In 1985, Mikhail Gorbachev became head of state of the USSR and introduced several policies, such as the perestroika and glasnost. Instead of saving the Soviet regime, the reforms triggered a number of popular upheavals in Europe, such as the fall of the Berlin Wall in 1989.

Between 1990 and 1991, several republics of the Soviet Union declared their state sovereignty and later proclaimed independence. On 16 July 1990, the Supreme Soviet of the Ukrainian SSR adopted its Declaration of State Sovereignty of Ukraine.

===Independence===

The country declared its independence on 24 August 1991, a decision later confirmed by the referendum held on 1 December 1991, in which 90.3% of voters voted in favor of independence.

The same day, Leonid Kravchuk, head of the Supreme Council of Ukraine, was elected as the country's first president. Shortly after, an economic then political crisis developed and Kravchuk organized another presidential election as a response.
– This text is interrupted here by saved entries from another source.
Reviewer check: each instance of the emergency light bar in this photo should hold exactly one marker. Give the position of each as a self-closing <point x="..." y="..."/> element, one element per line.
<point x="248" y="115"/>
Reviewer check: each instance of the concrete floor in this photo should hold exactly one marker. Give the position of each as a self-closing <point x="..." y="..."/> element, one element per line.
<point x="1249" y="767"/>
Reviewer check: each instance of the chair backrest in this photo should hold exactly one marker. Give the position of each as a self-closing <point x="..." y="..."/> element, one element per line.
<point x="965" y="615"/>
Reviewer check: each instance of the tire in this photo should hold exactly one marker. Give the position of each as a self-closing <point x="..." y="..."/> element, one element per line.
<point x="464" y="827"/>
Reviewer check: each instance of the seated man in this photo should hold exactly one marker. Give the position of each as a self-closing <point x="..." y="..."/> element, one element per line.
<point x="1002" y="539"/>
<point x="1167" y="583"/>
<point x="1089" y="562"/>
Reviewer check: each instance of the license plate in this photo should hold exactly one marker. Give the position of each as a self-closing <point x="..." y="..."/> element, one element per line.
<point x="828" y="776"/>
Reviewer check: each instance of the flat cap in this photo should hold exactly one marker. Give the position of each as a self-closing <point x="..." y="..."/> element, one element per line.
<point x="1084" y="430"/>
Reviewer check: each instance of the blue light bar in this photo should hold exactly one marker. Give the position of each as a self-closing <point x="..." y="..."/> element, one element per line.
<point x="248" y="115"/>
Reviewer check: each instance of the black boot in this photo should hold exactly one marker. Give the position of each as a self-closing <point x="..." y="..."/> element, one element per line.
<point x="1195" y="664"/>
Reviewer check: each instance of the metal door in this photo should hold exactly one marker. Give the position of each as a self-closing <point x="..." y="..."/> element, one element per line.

In 1992, Mykola Plaviuk, the exiled Ukrainian president, handed over powers to Kravchuk, thus declaring the Ukrainian government a legal successor to the Ukrainian People's Republic.

===End of the transitional period===

In 1994, Leonid Kuchma was elected by 52% of the voters. He implemented economic reforms paving the way for aid from the International Monetary Fund. However, Kuchma failed to obtain a majority in the 1994 Ukrainian parliamentary election and had to share power with the opposition. The 13th legislation was issued by parliament on 28 June 1996, where a constitution was adopted and took effect immediately afterwards. The country's official name became "Ukraine".